Here is how we have remained up despite not having a single ops person on our engineering team:
1) Our services are well monitored
We rely on pingdom for external verifcation of site availability on a world wide basis. Additionally, we have our own internal alarms and dashboards that give us up to the minute metrics such as request rate, cpu utilization etc. Most of this data comes from AWS Cloudwatch monitoring but we also track error ratesand have alarms setup to alert us when these rates change or go over a certain threshold.

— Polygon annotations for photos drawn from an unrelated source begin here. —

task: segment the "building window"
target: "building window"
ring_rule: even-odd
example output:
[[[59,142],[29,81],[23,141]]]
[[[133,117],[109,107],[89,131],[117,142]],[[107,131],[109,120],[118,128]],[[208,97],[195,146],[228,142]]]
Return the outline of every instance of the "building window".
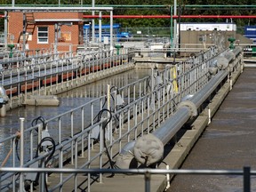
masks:
[[[38,27],[37,44],[48,44],[48,27]]]

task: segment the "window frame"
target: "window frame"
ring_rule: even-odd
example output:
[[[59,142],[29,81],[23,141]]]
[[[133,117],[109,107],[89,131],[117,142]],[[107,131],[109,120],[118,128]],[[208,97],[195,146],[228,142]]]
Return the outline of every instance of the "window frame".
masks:
[[[45,30],[39,30],[40,28],[47,28],[47,31]],[[39,34],[47,34],[46,36],[39,36]],[[40,39],[46,39],[47,41],[45,42],[42,42],[40,41]],[[37,44],[48,44],[49,43],[49,27],[48,26],[38,26],[37,27]]]

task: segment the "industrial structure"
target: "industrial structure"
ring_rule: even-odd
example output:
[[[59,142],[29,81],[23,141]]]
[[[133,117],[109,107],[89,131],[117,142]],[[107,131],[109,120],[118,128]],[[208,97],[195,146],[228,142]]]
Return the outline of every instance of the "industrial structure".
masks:
[[[3,118],[21,106],[53,102],[58,108],[57,94],[148,68],[147,76],[136,80],[132,71],[124,84],[121,74],[116,82],[122,86],[108,84],[97,96],[81,94],[80,106],[47,114],[48,119],[40,114],[28,125],[20,116],[13,124],[19,132],[13,134],[8,127],[0,139],[0,153],[6,154],[0,156],[1,191],[93,192],[118,186],[122,191],[137,191],[144,180],[147,192],[168,189],[170,174],[182,164],[244,68],[233,23],[178,26],[175,20],[173,36],[164,42],[160,38],[156,49],[147,47],[144,39],[136,42],[141,47],[130,42],[132,47],[127,48],[114,44],[113,7],[0,10],[5,12],[4,48],[11,49],[1,52]],[[92,12],[88,44],[83,42],[83,12]],[[103,46],[102,12],[110,12],[109,44],[108,39]],[[184,57],[177,58],[177,52]],[[244,175],[250,181],[248,169],[221,173]],[[245,181],[247,192],[250,183]],[[124,188],[127,183],[129,188]]]

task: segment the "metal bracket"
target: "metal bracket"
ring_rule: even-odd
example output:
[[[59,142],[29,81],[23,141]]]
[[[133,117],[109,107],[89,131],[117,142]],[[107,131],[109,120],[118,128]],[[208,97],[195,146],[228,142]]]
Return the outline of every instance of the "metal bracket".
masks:
[[[189,112],[190,112],[189,116],[190,116],[190,117],[197,116],[197,108],[195,105],[195,103],[193,103],[192,101],[184,100],[184,101],[182,101],[182,102],[180,102],[179,104],[178,108],[182,108],[182,107],[186,107],[186,108],[189,108]]]

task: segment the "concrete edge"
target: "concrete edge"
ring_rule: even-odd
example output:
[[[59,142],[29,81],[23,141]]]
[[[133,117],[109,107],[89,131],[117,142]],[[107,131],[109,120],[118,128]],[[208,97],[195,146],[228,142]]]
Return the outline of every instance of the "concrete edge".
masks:
[[[232,74],[232,84],[236,81],[238,76],[243,71],[239,68],[237,71]],[[168,162],[169,169],[178,169],[180,167],[186,157],[196,143],[201,134],[204,132],[205,128],[211,122],[209,119],[209,109],[211,110],[211,118],[217,112],[221,103],[227,97],[228,93],[231,90],[232,84],[229,81],[227,81],[224,85],[219,90],[216,95],[212,100],[211,103],[205,108],[205,109],[198,116],[198,117],[192,124],[191,130],[188,130],[185,134],[175,144],[173,148],[168,154],[163,162]],[[209,121],[210,120],[210,121]],[[166,165],[161,164],[160,169],[166,169]],[[175,175],[170,175],[170,182],[175,177]],[[157,192],[163,192],[163,188],[166,188],[167,180],[166,177],[159,186]]]

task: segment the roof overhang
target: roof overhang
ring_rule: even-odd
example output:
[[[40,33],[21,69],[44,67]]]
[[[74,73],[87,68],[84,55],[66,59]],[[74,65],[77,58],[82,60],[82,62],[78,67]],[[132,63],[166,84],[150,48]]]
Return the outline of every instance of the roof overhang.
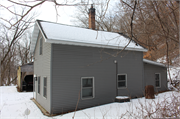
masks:
[[[74,42],[74,41],[66,41],[66,40],[46,39],[46,42],[47,43],[55,43],[55,44],[64,44],[64,45],[109,48],[109,49],[117,49],[117,50],[124,49],[124,47],[120,47],[120,46],[102,45],[102,44],[94,44],[94,43],[83,43],[83,42]],[[147,52],[148,51],[147,49],[127,48],[127,47],[124,50],[141,51],[141,52]]]
[[[48,39],[43,31],[43,28],[41,27],[40,21],[37,20],[34,25],[34,30],[32,34],[31,39],[31,46],[30,46],[30,52],[34,54],[36,42],[38,39],[38,35],[41,32],[43,38],[45,39],[45,42],[47,43],[54,43],[54,44],[66,44],[66,45],[76,45],[76,46],[87,46],[87,47],[98,47],[98,48],[109,48],[109,49],[117,49],[121,50],[124,49],[122,46],[113,46],[113,45],[104,45],[104,44],[98,44],[98,43],[85,43],[85,42],[78,42],[78,41],[69,41],[69,39]],[[125,50],[130,51],[141,51],[141,52],[147,52],[148,50],[145,48],[133,48],[133,47],[126,47]]]

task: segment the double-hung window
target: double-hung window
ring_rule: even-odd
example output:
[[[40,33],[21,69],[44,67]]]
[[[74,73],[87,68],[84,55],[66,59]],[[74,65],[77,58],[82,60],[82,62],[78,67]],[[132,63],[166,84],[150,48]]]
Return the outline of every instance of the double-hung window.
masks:
[[[117,80],[118,88],[126,88],[127,87],[127,74],[118,74]]]
[[[44,77],[43,96],[47,98],[47,77]]]
[[[38,93],[40,94],[40,76],[38,77]]]
[[[161,75],[160,75],[160,73],[155,73],[155,86],[156,86],[156,88],[161,87]]]
[[[81,78],[81,98],[82,99],[94,98],[94,78],[93,77]]]

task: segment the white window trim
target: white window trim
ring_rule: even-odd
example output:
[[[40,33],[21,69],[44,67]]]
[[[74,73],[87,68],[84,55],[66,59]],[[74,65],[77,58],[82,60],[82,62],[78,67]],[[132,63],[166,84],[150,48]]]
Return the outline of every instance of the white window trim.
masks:
[[[126,75],[126,86],[125,87],[118,87],[118,76],[119,75]],[[127,88],[127,74],[126,73],[117,74],[117,88],[118,89],[126,89]]]
[[[161,88],[161,73],[155,73],[156,74],[159,74],[159,87],[156,87],[156,77],[155,77],[155,87],[156,88]]]
[[[40,77],[40,79],[39,79],[39,77]],[[38,80],[38,89],[37,89],[38,91],[37,91],[37,94],[40,95],[40,93],[41,93],[41,76],[38,76],[37,78],[39,79],[39,80],[37,79]],[[39,81],[40,81],[40,83],[39,83]]]
[[[46,97],[44,96],[44,78],[46,78]],[[47,76],[43,77],[43,97],[47,99]]]
[[[82,80],[83,80],[84,78],[92,78],[92,79],[93,79],[93,96],[92,96],[92,97],[89,97],[89,98],[83,98],[83,97],[82,97]],[[94,83],[94,77],[81,77],[81,99],[82,99],[82,100],[87,100],[87,99],[93,99],[93,98],[95,98],[95,83]]]

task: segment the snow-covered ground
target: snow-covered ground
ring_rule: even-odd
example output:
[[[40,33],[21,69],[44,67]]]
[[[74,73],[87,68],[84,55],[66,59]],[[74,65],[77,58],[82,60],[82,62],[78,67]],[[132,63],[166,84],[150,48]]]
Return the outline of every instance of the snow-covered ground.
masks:
[[[166,93],[158,94],[155,99],[138,98],[132,99],[126,103],[110,103],[101,105],[93,108],[87,108],[84,110],[77,111],[74,119],[117,119],[120,118],[127,111],[135,112],[137,105],[159,103],[167,97],[172,95],[179,95],[178,92],[169,91]],[[33,97],[32,92],[17,92],[15,86],[1,86],[0,87],[0,119],[72,119],[74,112],[67,113],[64,115],[47,117],[42,114],[39,108],[34,104],[30,98]],[[25,115],[26,109],[30,110],[30,114]],[[128,118],[128,117],[126,117]]]

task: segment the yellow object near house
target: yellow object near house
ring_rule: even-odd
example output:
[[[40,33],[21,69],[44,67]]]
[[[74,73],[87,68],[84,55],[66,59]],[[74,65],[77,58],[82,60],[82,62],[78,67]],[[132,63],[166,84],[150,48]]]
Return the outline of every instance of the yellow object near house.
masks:
[[[17,70],[17,84],[18,88],[21,89],[21,66],[19,66]]]

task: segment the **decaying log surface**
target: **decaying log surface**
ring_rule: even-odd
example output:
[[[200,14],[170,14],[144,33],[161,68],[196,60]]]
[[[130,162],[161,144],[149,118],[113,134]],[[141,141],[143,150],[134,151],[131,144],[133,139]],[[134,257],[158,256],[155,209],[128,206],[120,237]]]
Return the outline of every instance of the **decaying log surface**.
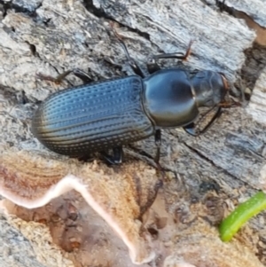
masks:
[[[153,225],[150,232],[157,241],[159,242],[156,245],[157,257],[152,266],[177,266],[177,262],[180,266],[184,266],[181,265],[182,261],[192,264],[185,266],[197,267],[266,264],[265,213],[252,219],[229,247],[223,247],[215,230],[224,215],[236,205],[258,190],[266,189],[266,64],[261,59],[261,55],[265,53],[262,47],[255,48],[256,53],[253,54],[255,32],[246,27],[243,20],[234,18],[226,12],[221,13],[212,2],[215,1],[95,0],[92,3],[20,0],[8,4],[0,1],[2,155],[9,152],[13,154],[18,151],[30,152],[32,161],[35,153],[72,164],[68,159],[45,150],[34,138],[30,132],[30,120],[39,101],[54,91],[80,84],[81,82],[70,76],[58,85],[39,79],[36,74],[56,76],[65,70],[76,67],[89,71],[95,80],[124,75],[124,72],[131,74],[123,51],[110,29],[110,22],[113,20],[117,21],[117,31],[123,36],[130,55],[142,66],[145,67],[150,55],[184,51],[189,42],[194,40],[192,55],[188,61],[183,63],[184,67],[223,72],[228,77],[236,97],[239,97],[239,90],[233,87],[237,80],[243,80],[246,93],[252,91],[250,103],[242,107],[226,109],[215,127],[203,136],[191,137],[180,129],[163,131],[161,165],[176,172],[177,178],[168,174],[159,194],[160,198],[164,199],[165,207],[162,208],[160,200],[156,200],[147,219],[147,222],[160,221],[155,224],[156,227],[153,223],[147,225]],[[254,18],[255,21],[264,26],[265,16],[262,12],[265,9],[260,8],[263,4],[262,0],[253,1],[248,8],[244,4],[245,1],[228,2],[231,6],[251,17],[256,14]],[[257,12],[258,10],[261,12]],[[247,56],[244,53],[246,50],[249,51]],[[249,62],[246,61],[248,59]],[[164,66],[176,64],[174,60],[164,63]],[[250,66],[248,70],[246,66]],[[243,70],[248,76],[243,76]],[[136,168],[136,171],[141,172],[137,169],[141,166],[137,162],[151,162],[155,153],[153,143],[153,138],[150,138],[126,148],[125,160],[129,169]],[[14,161],[17,161],[19,162],[14,155]],[[102,166],[101,163],[99,166]],[[106,167],[102,168],[105,169]],[[126,171],[121,169],[115,168],[113,171],[122,177]],[[120,261],[119,256],[125,257],[127,253],[121,240],[110,233],[105,235],[100,232],[98,232],[98,237],[103,234],[113,239],[113,246],[118,248],[110,251],[113,255],[117,253],[117,258],[110,257],[100,263],[91,259],[90,261],[92,262],[90,262],[86,258],[88,249],[97,250],[91,245],[97,242],[90,240],[88,235],[94,228],[88,232],[84,230],[90,216],[84,208],[85,201],[82,202],[80,198],[72,192],[54,200],[46,208],[31,211],[19,207],[10,208],[27,221],[48,222],[55,243],[68,253],[60,251],[55,245],[52,247],[53,244],[50,244],[51,247],[48,248],[43,245],[44,240],[36,241],[36,236],[31,235],[33,232],[39,232],[42,239],[47,239],[47,244],[51,242],[43,225],[36,226],[35,223],[3,216],[0,217],[0,234],[4,238],[9,250],[0,248],[0,259],[4,263],[1,266],[131,266],[128,259]],[[72,225],[64,215],[65,211],[62,211],[66,205],[64,201],[79,207],[82,215],[81,217],[87,221],[79,218],[79,223]],[[169,215],[173,219],[168,218],[168,223],[166,223],[165,219]],[[82,225],[83,230],[78,224]],[[102,222],[97,224],[108,228]],[[169,225],[166,226],[168,224]],[[77,229],[75,239],[71,240],[72,236],[68,234],[70,241],[60,242],[64,234],[71,232],[74,226]],[[20,229],[20,232],[15,228]],[[14,242],[20,251],[23,247],[27,252],[23,255],[17,253]],[[109,247],[112,240],[106,241],[103,238],[101,242],[98,244],[98,247]],[[107,247],[104,247],[105,242],[108,243]],[[210,249],[212,246],[214,248]],[[248,250],[246,259],[239,252],[244,247]],[[185,251],[186,247],[191,254]],[[108,255],[107,251],[99,251],[100,255]],[[206,251],[207,262],[202,262],[200,257]],[[10,255],[15,256],[11,259]],[[163,263],[166,256],[168,257]],[[217,262],[213,262],[211,256],[216,256]],[[96,258],[98,259],[98,255]],[[142,266],[149,265],[143,263]]]

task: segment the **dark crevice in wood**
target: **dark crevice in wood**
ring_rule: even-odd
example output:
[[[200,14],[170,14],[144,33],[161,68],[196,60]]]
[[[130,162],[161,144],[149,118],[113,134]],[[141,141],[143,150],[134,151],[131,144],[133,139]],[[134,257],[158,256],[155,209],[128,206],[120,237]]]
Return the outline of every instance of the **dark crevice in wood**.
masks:
[[[231,177],[232,179],[237,179],[237,180],[239,180],[241,181],[245,185],[248,186],[248,187],[252,187],[252,185],[250,184],[247,184],[246,181],[243,181],[240,177],[238,177],[234,175],[232,175],[231,172],[229,172],[227,169],[223,169],[222,167],[220,166],[217,166],[212,160],[208,159],[207,157],[206,157],[203,153],[201,153],[199,150],[193,148],[192,146],[189,145],[188,144],[186,143],[184,143],[184,145],[189,149],[192,151],[192,153],[196,153],[199,157],[200,157],[201,159],[203,159],[204,161],[207,161],[209,164],[211,164],[213,167],[220,169],[220,170],[223,170],[223,173],[225,173],[227,176],[229,176],[230,177]],[[254,188],[255,189],[255,188]]]
[[[121,21],[116,20],[115,18],[113,16],[112,16],[112,14],[108,14],[102,8],[97,8],[93,4],[93,1],[92,0],[84,0],[83,1],[83,4],[84,4],[85,8],[90,12],[91,12],[92,14],[94,14],[96,17],[98,17],[99,19],[107,19],[107,20],[111,20],[113,21],[115,21],[119,25],[127,27],[129,31],[137,33],[140,36],[142,36],[142,37],[144,37],[144,38],[145,38],[145,39],[147,39],[147,40],[150,41],[150,35],[148,35],[147,33],[144,33],[144,32],[140,31],[137,28],[130,27],[129,27],[129,25],[122,24]]]

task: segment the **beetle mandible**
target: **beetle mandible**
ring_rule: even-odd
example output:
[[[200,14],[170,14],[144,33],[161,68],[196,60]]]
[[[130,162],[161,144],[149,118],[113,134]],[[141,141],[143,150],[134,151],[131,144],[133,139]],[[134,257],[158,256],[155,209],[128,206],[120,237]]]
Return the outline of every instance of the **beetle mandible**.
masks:
[[[145,76],[118,38],[136,75],[51,95],[35,112],[32,131],[53,152],[74,157],[103,152],[113,164],[121,162],[123,145],[153,135],[157,146],[154,161],[159,164],[160,130],[183,127],[196,135],[193,122],[199,108],[216,106],[215,114],[200,133],[207,130],[221,114],[221,104],[228,91],[227,80],[223,74],[209,70],[190,73],[182,68],[160,68],[160,59],[185,59],[192,42],[185,54],[153,56],[147,63],[150,75]],[[73,72],[90,81],[85,73]],[[110,148],[113,156],[105,153]]]

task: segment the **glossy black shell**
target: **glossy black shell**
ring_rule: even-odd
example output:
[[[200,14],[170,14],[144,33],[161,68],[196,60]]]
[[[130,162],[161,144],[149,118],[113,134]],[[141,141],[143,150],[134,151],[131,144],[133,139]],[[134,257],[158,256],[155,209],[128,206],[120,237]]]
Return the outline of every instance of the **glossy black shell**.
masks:
[[[63,90],[41,104],[32,131],[49,149],[71,156],[144,139],[155,130],[143,90],[138,76]]]

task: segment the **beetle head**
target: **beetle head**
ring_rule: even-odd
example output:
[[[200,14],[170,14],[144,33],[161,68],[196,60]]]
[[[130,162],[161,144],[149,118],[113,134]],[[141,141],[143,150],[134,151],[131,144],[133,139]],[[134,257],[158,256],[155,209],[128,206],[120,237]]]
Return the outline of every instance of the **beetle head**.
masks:
[[[198,72],[192,77],[198,106],[214,106],[224,100],[228,83],[223,75],[209,70]]]

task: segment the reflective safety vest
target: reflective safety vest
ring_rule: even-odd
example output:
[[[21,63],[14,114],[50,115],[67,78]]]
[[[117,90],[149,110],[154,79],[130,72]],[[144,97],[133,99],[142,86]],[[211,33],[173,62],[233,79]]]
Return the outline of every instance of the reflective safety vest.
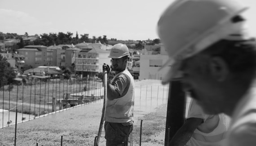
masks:
[[[188,146],[223,146],[225,144],[226,139],[226,129],[228,126],[226,123],[227,117],[223,114],[219,115],[220,121],[217,127],[209,133],[204,133],[196,129],[191,138],[186,144]],[[216,134],[214,134],[216,133]]]
[[[105,121],[111,123],[127,123],[132,121],[134,106],[134,81],[127,69],[115,75],[112,83],[120,74],[124,75],[129,81],[129,88],[123,97],[112,100],[107,100]]]

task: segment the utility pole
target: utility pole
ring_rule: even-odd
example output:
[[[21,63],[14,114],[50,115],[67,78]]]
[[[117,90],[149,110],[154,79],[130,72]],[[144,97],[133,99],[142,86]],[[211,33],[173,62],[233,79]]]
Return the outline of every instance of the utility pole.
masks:
[[[168,146],[168,142],[185,123],[186,101],[180,80],[173,79],[169,85],[164,146]]]

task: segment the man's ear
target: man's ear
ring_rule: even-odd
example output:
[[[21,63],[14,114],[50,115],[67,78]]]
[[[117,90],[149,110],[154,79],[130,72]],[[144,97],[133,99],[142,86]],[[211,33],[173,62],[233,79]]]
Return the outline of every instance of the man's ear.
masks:
[[[230,70],[227,62],[221,57],[212,57],[210,67],[212,76],[217,81],[225,80],[229,75]]]

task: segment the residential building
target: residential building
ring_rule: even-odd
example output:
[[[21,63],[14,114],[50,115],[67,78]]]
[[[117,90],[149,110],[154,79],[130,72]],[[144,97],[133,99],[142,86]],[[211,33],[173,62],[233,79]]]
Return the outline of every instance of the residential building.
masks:
[[[76,71],[83,75],[102,71],[104,63],[110,64],[110,59],[108,58],[109,53],[109,51],[94,47],[93,46],[84,47],[76,52]]]
[[[47,47],[44,46],[30,45],[18,49],[19,54],[24,55],[25,64],[33,68],[48,65],[53,56],[51,51],[47,51]]]
[[[4,42],[5,48],[12,48],[13,46],[17,45],[18,43],[20,42],[20,40],[16,39],[8,39]]]
[[[5,49],[5,45],[4,43],[0,42],[0,50],[4,50]]]
[[[10,63],[11,67],[21,71],[24,65],[24,55],[16,54],[1,53],[2,56],[7,59],[7,62]]]

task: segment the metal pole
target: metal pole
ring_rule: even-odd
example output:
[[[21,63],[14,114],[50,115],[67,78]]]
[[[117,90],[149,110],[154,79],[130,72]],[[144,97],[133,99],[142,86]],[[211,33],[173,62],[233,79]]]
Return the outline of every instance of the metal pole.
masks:
[[[2,128],[4,129],[4,84],[3,83],[3,126]]]
[[[29,99],[29,115],[28,116],[28,121],[30,121],[30,108],[31,108],[31,95],[32,94],[32,78],[30,83],[30,98]]]
[[[140,132],[140,146],[141,146],[141,133],[142,131],[142,121],[143,119],[141,120],[141,131]]]
[[[11,86],[10,85],[10,83],[9,83],[9,118],[8,118],[8,121],[10,121],[10,100],[11,100],[11,90],[10,90],[10,88],[11,88]],[[8,122],[8,127],[9,127],[9,123],[10,122]]]
[[[46,78],[45,78],[46,79]],[[46,82],[47,81],[47,79],[46,79]],[[46,82],[45,82],[44,83],[44,115],[45,115],[45,97],[46,97]],[[48,111],[47,111],[47,113],[48,113]]]
[[[16,107],[16,114],[15,115],[15,135],[14,136],[14,146],[16,146],[16,135],[17,133],[17,113],[18,113],[18,109],[17,109],[17,107]]]
[[[35,92],[34,93],[34,94],[35,95],[35,100],[34,101],[34,112],[35,112],[35,117],[34,118],[35,118],[35,85],[34,86],[35,87],[34,88],[34,91]]]
[[[41,113],[41,83],[42,82],[42,79],[40,78],[40,91],[39,92],[39,113],[38,113],[38,116],[40,116],[40,114]]]
[[[141,98],[141,95],[140,96],[140,100]]]
[[[182,83],[177,79],[172,80],[169,85],[169,93],[164,146],[167,146],[168,139],[172,139],[174,134],[185,123],[185,95],[182,91]],[[168,136],[168,128],[172,127]]]
[[[23,123],[23,101],[24,101],[24,83],[22,83],[22,121]],[[3,103],[3,104],[4,103]]]
[[[48,91],[48,100],[47,101],[47,103],[48,103],[47,104],[47,113],[49,112],[49,82],[50,82],[50,79],[47,79],[47,81],[48,81],[48,89],[47,90],[47,91]],[[47,116],[49,115],[49,114],[47,114]]]

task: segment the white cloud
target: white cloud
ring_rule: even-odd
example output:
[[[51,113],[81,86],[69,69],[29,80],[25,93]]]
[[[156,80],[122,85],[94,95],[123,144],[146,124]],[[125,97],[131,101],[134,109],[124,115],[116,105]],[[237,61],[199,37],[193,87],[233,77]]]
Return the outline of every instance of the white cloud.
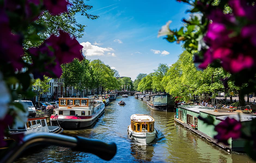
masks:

2) Our services have circuit breakers between remote services that trip when other services become unavailable and we heavily cache data
When building our services, we always assume that remote services will fail at some point. We've spend a good deal of time investing in minimizing the domino effect of a failing remote service. When a remote service becomes unavailable the caller detects this and will go into tripped mode occasionally retrying with backoffs. Of course we also rely on caching read-only data heavily and are able to take advantage of the fact that the data needed for most of our services does not change very often.
3) We utilize autoscaling
One of the promises of AWS is the ability to start and stop more servers based on traffic and load. We've been using autoscaling since it was launched and it worked like a charm. You can see the instances starting up based on the new load in the US West region as traffic was diverted over from US East.
(all times UTC)
4) Our architecture is designed to let us funnel traffic around an entire region if necessary
We utilize Global Load Balancing to direct traffic to the closest region based on the end-user's location. For instance, if a user is in California, wedirect their traffic to the US West region. This was extremely valuable in keeping us fully functioning in the face of a regional outage. When we finally decided that the US East region was going to cause major issues, switching all traffic to US West was as easy as clicking a few buttons. You can see how the requests transitioned over quickly after we made the decision. (By the way, quick shout-out to Dynect who is our GSLB service provider. Thanks!)
(all times UTC)
Bumps and Bruises
Of course we didn't escape without sustaining some issues. We'll do another blog post on some of the issues we did run into but they were relatively minor.
After 3 years running full time on AWS across 4 regions and 8 availability zones we design our systems with the assumption that failure will happen and it helped us come through this outage relatively unscathed.